Batch Work to Reduce Calls Over the Network
Batch your work to reduce the amount of remote calls over the network. Some examples of batching include the following:
- Batch updates. The client sends multiple updates as a single batch to a remote application server instead of making multiple remote calls for updates for a transaction.
- Batch queries. Multiple SQL queries can be batched by separating them with a semicolon or by using stored procedures.
Reduce Transitions Across Boundaries
Keep frequently interacting entities within the same boundary, such as the same application domain, process, or machine, to reduce communication overhead. When doing so, consider the performance against scalability tradeoff. A single-process, single-application domain solution provides optimum performance, and a multiple server solution provides significant scalability benefits and enables you to scale out your solution.

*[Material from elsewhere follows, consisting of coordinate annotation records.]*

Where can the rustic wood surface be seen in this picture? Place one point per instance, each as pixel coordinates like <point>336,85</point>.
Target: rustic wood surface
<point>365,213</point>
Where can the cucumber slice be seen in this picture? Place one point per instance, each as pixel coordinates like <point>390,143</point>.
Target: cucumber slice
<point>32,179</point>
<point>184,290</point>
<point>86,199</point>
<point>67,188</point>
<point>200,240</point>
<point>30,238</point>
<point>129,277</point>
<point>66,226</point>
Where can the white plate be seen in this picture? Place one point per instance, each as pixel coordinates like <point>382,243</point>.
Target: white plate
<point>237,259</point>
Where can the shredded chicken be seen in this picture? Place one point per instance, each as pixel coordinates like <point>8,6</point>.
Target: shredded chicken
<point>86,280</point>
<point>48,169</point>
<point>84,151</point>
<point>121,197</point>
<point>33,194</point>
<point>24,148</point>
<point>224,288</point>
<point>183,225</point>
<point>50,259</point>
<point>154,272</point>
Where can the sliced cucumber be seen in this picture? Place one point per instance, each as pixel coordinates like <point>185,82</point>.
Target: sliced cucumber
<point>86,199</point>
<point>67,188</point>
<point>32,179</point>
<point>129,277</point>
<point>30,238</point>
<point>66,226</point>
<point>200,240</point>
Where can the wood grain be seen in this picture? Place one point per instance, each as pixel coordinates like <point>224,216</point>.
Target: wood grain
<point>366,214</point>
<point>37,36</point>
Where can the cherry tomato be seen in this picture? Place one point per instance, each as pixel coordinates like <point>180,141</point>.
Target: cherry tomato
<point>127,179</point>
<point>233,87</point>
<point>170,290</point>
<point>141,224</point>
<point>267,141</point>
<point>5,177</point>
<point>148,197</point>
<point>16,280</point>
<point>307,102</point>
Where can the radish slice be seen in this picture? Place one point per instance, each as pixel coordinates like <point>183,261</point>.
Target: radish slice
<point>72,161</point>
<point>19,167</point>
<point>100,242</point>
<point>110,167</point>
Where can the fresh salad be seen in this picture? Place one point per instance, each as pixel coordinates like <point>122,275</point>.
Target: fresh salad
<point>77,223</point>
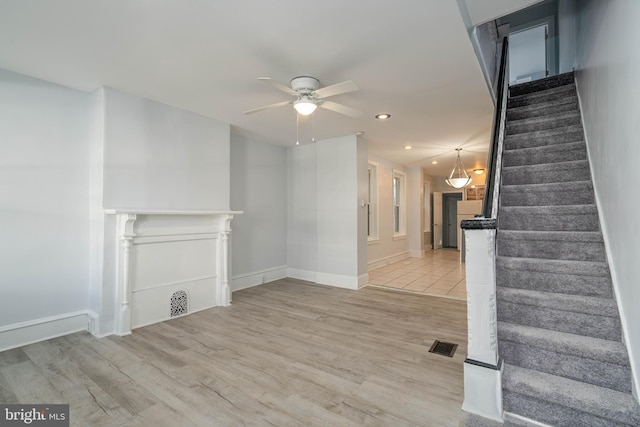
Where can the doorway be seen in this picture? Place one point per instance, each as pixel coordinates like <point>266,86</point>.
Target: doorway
<point>529,54</point>
<point>450,219</point>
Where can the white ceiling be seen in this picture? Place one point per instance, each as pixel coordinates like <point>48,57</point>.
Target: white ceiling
<point>410,58</point>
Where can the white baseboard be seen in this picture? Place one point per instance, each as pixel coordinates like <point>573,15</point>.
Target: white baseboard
<point>363,280</point>
<point>249,280</point>
<point>295,273</point>
<point>388,260</point>
<point>32,331</point>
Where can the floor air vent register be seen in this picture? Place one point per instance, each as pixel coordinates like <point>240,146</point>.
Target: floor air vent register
<point>443,348</point>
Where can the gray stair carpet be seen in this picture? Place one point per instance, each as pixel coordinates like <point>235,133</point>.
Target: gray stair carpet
<point>559,331</point>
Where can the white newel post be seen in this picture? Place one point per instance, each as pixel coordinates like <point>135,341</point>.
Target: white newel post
<point>223,296</point>
<point>482,368</point>
<point>125,233</point>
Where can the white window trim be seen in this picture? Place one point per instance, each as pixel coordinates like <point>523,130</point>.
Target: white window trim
<point>402,233</point>
<point>373,236</point>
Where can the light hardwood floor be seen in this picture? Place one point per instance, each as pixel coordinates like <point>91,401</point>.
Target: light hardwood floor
<point>287,353</point>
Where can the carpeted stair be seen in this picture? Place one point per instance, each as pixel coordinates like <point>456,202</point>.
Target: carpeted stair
<point>559,330</point>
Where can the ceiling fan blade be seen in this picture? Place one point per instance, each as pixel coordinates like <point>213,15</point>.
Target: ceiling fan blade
<point>336,89</point>
<point>278,85</point>
<point>278,104</point>
<point>342,109</point>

The main boundaries you need to consider are the following:
- Managed to unmanaged code
- Process to process
- Server to server
Consider Asynchronous Communication
To avoid blocking threads, consider using asynchronous calls for any sort of I/O operation. Synchronous calls continue to block on threads during the time they wait for response. Asynchronous calls give you the flexibility to free up the processing thread for doing some useful work (maybe handling new requests for server applications). As a result, asynchronous calls are helpful for potentially long-running calls that are not CPU-bound. The .NET Framework provides an asynchronous design pattern for implementing asynchronous communication.
Note that each asynchronous call actually uses a worker thread from the process thread pool. If they are used excessively on a single-CPU system, this can lead to thread starvation and excessive thread switching, thus degrading performance. If your clients do not need results to be returned immediately, consider using client and server-side queues as an alternative approach.
Consider Message Queuing
A loosely coupled, message-driven approach enables you to do the following:
- Decouple the lifetime of the client state and server state, which helps to reduce complexity and increase the resilience of distributed applications.
- Improve responsiveness and throughput because the current request is not dependent on the completion of a potentially slow downstream process.
- Offload processor-intensive work to other servers.
- Add additional consumer processes that read from a common message queue to help improve scalability.
- Defer processing to nonpeak periods.
- Reduce the need for synchronized access to resources.
The basic message queuing approach is shown in Figure 3.6. The client submits requests for processing in the form of messages on the request queue. The processing logic (which can be implemented as multiple parallel processes for scalability) reads requests from the request queue, performs the necessary work, and places the response messages on the response queue, which are then read by the client.
Figure : Message queuing with response
Message queuing presents additional design challenges:
- How will your application behave if messages are not delivered or received?
- How will your application behave if duplicate messages arrive or messages arrive out of sequence? Your design should not have order and time dependencies.